Euclid's proof works by contradiction: we will assume that there are a finite number of primes, and show that we can derive a logically contradictory fact.

So here we go. First, we assume that that there are a finite number of primes:

p1, p2, ... , pn

Now consider the number M defined as follows:

M = 1 + p1 * p2 * ... * pn

There are two important --- and ultimately contradictory --- facts about the number M:

  1. It cannot be prime because pn is the biggest prime (by our initial assumption), and M is clearly bigger than pn. Thus, there must be some prime p that divides M.
  2. It is not divisible by any of the numbers p1, p2, ..., pn. Consider what would happen if you tried to divide M by any of the primes in the list p1, p2, ... , pn. From the definition of M, you can tell that you would end up with a remainder of 1. That means that p --- the prime that divides M --- must be bigger than any of p1, ..., pn.

Thus, we have shown that M is divisible by a prime p that is not on the finite list of all prime.
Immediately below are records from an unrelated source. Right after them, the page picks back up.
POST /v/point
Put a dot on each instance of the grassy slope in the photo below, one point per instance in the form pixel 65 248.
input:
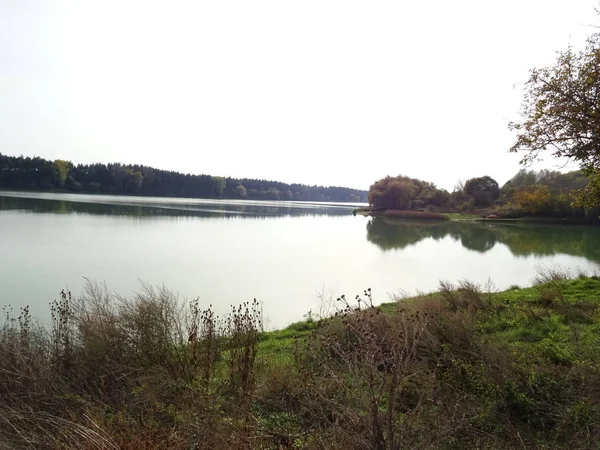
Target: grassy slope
pixel 524 318
pixel 512 369
pixel 529 369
And so there must be an infinite number of primes.

These two facts imply that M must be divisible by a prime number bigger than pn. Thus, there cannot be a biggest prime.

Note that this proof does not provide us with a direct way to generate arbitrarily large primes, although it always generates a number which is divisible by a new prime. Suppose we know only one prime: 2. So, our list of primes is simply p1=2. Then, in the notation of the proof, M=1+2=3. We note that M is prime, so we add 3 to the list. Now, M = 1 +2 *3 = 7. Again, 7 is prime. So we add it to the list. Now, M = 1+2*3*7 = 43: again prime. Continuing in this way one more time, we calculate M = 1+2*3*7*43 = 1807 =13*139. So we see that M is not prime.

Viewed another way: note that while 1+2, 1+2*3, 1+2*3*5, 1+2*3*5*7, and 1+2*3*5*7*11 are prime, 1+2*3*5*7*11*13=30031=59*509 is not.